From 12739d04d725ec0c508294ecf01d2911f2966cc3 Mon Sep 17 00:00:00 2001
From: JensDiemer <git@jensdiemer.de>
Date: Sat, 12 Dec 2020 12:23:07 +0100
Subject: [PATCH] Support SSO authentication via django-auth-ldap

Other changes:

* Bugfix Redis cache backend
* remove "virtualenv" and use "python3 -m venv"
---
 README.md                        |  4 +--
 conf/ynh_pyinventory_settings.py | 45 +++++++++++++++++++++++++++++---
 manifest.json                    |  2 +-
 scripts/_common.sh               |  6 +++--
 scripts/install                  |  3 ++-
 scripts/upgrade                  |  3 ++-
 6 files changed, 53 insertions(+), 10 deletions(-)

diff --git a/README.md b/README.md
index 5807919..128d8ff 100644
--- a/README.md
+++ b/README.md
@@ -31,9 +31,9 @@ You can edit the file `$final_path/local_settings.py` to enable or disable featu
 
 # Miscellaneous
 
-## LDAP connexion
+## LDAP connection
 
-TODO: https://github.com/django-auth-ldap/django-auth-ldap
+Supported by https://github.com/django-auth-ldap/django-auth-ldap
 
 ## Links
 
diff --git a/conf/ynh_pyinventory_settings.py b/conf/ynh_pyinventory_settings.py
index b7d2e4e..5760e63 100644
--- a/conf/ynh_pyinventory_settings.py
+++ b/conf/ynh_pyinventory_settings.py
@@ -11,6 +11,8 @@
 
 from pathlib import Path as __Path
 
+import ldap
+from django_auth_ldap.config import LDAPSearch
 from inventory_project.settings.base import *  # noqa
 
 DEBUG = False
@@ -34,6 +36,45 @@ PATH_URL = PATH_URL.strip('/')
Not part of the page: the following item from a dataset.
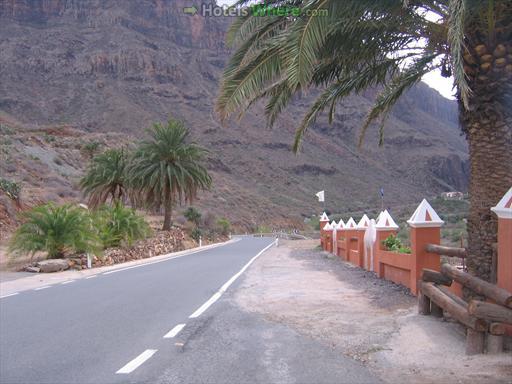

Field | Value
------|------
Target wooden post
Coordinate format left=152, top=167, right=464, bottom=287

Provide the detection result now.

 ROOT_URLCONF = 'ynh_urls'  # /opt/yunohost/pyinventory/ynh_urls.py
 
 # -----------------------------------------------------------------------------
+# https://github.com/django-auth-ldap/django-auth-ldap
+
+LDAP_SERVER_URI = 'ldap://localhost:389'
+LDAP_START_TLS = True
+
+# enable anonymous searches
+# https://django-auth-ldap.readthedocs.io/en/latest/authentication.html?highlight=anonymous#search-bind
+LDAP_BIND_DN = ''
+LDAP_BIND_PASSWORD = ''
+
+LDAP_ROOT_DN = 'ou=users,dc=yunohost,dc=org'
+
+AUTH_LDAP_USER_SEARCH = LDAPSearch(LDAP_ROOT_DN, ldap.SCOPE_SUBTREE, '(uid=%(user)s)')
+
+# Populate the Django user from the LDAP directory.
+AUTH_LDAP_USER_ATTR_MAP = {
+    'username': 'uid',
+    'first_name': 'givenName',
+    'last_name': 'sn',
+    'email': 'mail',
+}
+
+# This is the default, but I like to be explicit.
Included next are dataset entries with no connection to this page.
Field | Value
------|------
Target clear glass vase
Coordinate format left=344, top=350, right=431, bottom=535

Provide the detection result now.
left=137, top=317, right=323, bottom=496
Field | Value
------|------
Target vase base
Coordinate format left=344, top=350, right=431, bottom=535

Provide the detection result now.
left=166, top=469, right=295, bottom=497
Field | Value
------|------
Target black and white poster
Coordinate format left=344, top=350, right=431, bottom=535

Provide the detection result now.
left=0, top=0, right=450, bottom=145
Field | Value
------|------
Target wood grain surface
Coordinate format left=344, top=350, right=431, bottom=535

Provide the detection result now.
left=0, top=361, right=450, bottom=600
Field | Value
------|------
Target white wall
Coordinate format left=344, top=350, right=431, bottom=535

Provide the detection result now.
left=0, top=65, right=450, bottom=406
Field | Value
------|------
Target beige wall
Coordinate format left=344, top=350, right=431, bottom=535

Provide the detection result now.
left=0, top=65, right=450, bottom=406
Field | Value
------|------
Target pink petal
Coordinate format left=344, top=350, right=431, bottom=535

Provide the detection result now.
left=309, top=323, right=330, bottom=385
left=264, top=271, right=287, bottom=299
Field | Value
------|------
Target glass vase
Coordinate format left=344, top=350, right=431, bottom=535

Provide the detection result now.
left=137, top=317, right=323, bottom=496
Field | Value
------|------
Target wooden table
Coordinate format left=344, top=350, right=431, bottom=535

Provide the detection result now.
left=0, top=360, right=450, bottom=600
+AUTH_LDAP_ALWAYS_UPDATE_USER = True
+
+# Use LDAP group membership to calculate group permissions.
+AUTH_LDAP_FIND_GROUP_PERMS = True
+
+# Cache distinguished names and group memberships for an hour to minimize LDAP traffic
+AUTH_LDAP_CACHE_TIMEOUT = 3600
+
+# Keep ModelBackend around for per-user permissions and superuser
+AUTHENTICATION_BACKENDS = (
+    'django_auth_ldap.backend.LDAPBackend',
+    'django.contrib.auth.backends.ModelBackend',
+)
+
+# -----------------------------------------------------------------------------
+
 
 ADMINS = (
     ('__ADMIN__', '__ADMINMAIL__'),
@@ -84,9 +125,6 @@ CACHES = {
         # 'LOCATION': 'unix:///var/run/redis/redis.sock?db=1',
         'OPTIONS': {
             'CLIENT_CLASS': 'django_redis.client.DefaultClient',
-            'PARSER_CLASS': 'redis.connection.HiredisParser',
-            'PASSWORD': None,
-            'CONNECTION_POOL_KWARGS': {},
         },
         'KEY_PREFIX': '__APP__',
     },
@@ -137,6 +175,7 @@ LOGGING = {
         'django': {'handlers': ['syslog', 'mail_admins'], 'level': 'INFO', 'propagate': False},
         'axes': {'handlers': ['syslog', 'mail_admins'], 'level': 'WARNING', 'propagate': False},
         'django_tools': {'handlers': ['syslog', 'mail_admins'], 'level': 'INFO', 'propagate': False},
+        'django_auth_ldap': {'handlers': ['syslog', 'mail_admins'], 'level': 'DEBUG', 'propagate': False},
         'inventory': {'handlers': ['syslog', 'mail_admins'], 'level': 'INFO', 'propagate': False},
     },
 }
diff --git a/manifest.json b/manifest.json
index 016744a..b5b39d4 100644
--- a/manifest.json
+++ b/manifest.json
@@ -5,7 +5,7 @@
 	"description": {
 		"en": "Web based management to catalog things including state and location etc."
 	},
-	"version": "0.8.1~ynh4",
+	"version": "0.8.1~ynh5",
 	"url": "https://github.com/jedie/PyInventory",
 	"license": "GPL-3.0",
 	"maintainer": {
diff --git a/scripts/_common.sh b/scripts/_common.sh
index b756cdf..6662b74 100644
--- a/scripts/_common.sh
+++ b/scripts/_common.sh
@@ -24,12 +24,14 @@ log_file="${log_path}/pyinventory.log"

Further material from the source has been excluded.